ASHEBORO — There could be a greenway in Asheboro’s future. Under consideration is a pedestrian path from Vision Drive to West Central Avenue.
The City of Asheboro held a public workshop on Dec. 12 to look at the feasibility of the greenway and to get input from citizens. Held at the Public Works facility on North Fayetteville Street, there were representatives from the city, the NC Department of Transportation (NCDOT) and the McAdams Company, which is a consulting firm in landscape architecture and urban planning.
Christopher Normile, a planner with McAdams, said that while there are several routes the greenway could take, it would basically follow Haskett’s Creek. To date, there are 32 possible segments along the trail which will need to be narrowed down to one route.
McAdams is working with city staff and a steering committee to work out details before presenting a plan to the Asheboro City Council for approval. That will include not only a recommended route but also a cost estimate and funding sources for the city to pursue.
So, what are greenways? According to information from McAdams, “Greenways are corridors of land for biking and walking, recognized for their ability to connect people and places.
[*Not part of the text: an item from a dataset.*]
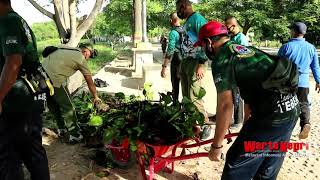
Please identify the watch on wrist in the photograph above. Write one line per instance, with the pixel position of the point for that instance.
(216, 147)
Used for transportation and leisure activities, greenways can also be utilized as buffers, separating and protecting the natural environment from the built environment.”
McAdams listed benefits of greenways:
•Enhances health and wellness.
•Has positive environmental impacts.
•Has economic impacts.
•Provides alternative transportation.
•Has aesthetic contributions.
Normile said questions are being asked during the planning stage to determine the ultimate path the greenway would take. For instance, will there be alternate routes from the main trail, following West Bailey Street to the North Asheboro schools? Or east on Balfour Avenue to the PART Park and Ride?
Will the greenway follow Haskett’s Creek on the east or west side? Will the route take a culvert to the other side of Vision Drive? Or should a new culvert be built? Or should the greenway stop on the north side of Vision Drive?
The city has sewer line easement rights along Haskett’s Creek. But in order to run the greenway along that route, changes would need to be made to the easement agreement, which would likely mean more easement fees.
On the other hand, the proposed North Asheboro Greenway would be following mostly wooded, undeveloped land, Normile said, meaning fewer development constraints. Still, there will probably need to be easement agreements with landowners along the route.
Justin Luck, planning and zoning administrator for the city, said two landowners they’ve talked to “seem positive for easements.” He said they’ve also mailed out information to anyone with property within 1,000 feet of Haskett’s Creek.
Luck said the NCDOT is funding the McAdams study. Once a specific route is approved by the City Council, they’ll be looking at grants and other sources to help with developing the greenway.
Normile said hopes are to bring recommendations to the City Council by the summer of 2024.
Tyler Bidwell and Jennifer Judd, both teachers in Asheboro City Schools, were studying the maps and information provided at the workshop.
Bidwell said, “I think, in general, it’s good to have green space … to set aside land in town with nature. It allows us to have the beauty (you find) in a small town with access to all the amenities of a large urban area.”
Judd said, “I think anything that protects the environment is a positive benefit for the community.”
A web-based survey between Oct. 18-Nov. 13 had 232 participants with 2,929 responses and 206 written comments.
Asked “How often would you use the greenway?” 36 percent answered “A few times a week,” 30 percent said, “A few times a month,” 14 percent said “Daily” and another 8 percent said “A few times a year.” The remaining 12 percent said they would never use the greenway. But that’s 88 percent who said they would use the greenway.
Asked how they would use the greenway, 86 percent said walking and 54 percent said dog walking. Biking, nature viewing/birding, and activities with children/family all came in at 45 percent. Running/jogging was the choice of 42 percent while 34 percent said hiking. Just 9 percent said they didn’t use greenways and 5 percent would rollerblade or skate.
One survey respondent said, “My friends and I sometimes drive over 2 hours to other towns to ride our bikes on their greenway. When we go, we also go shopping and find a great place to eat. It would be awesome to have a place close to home to enjoy.”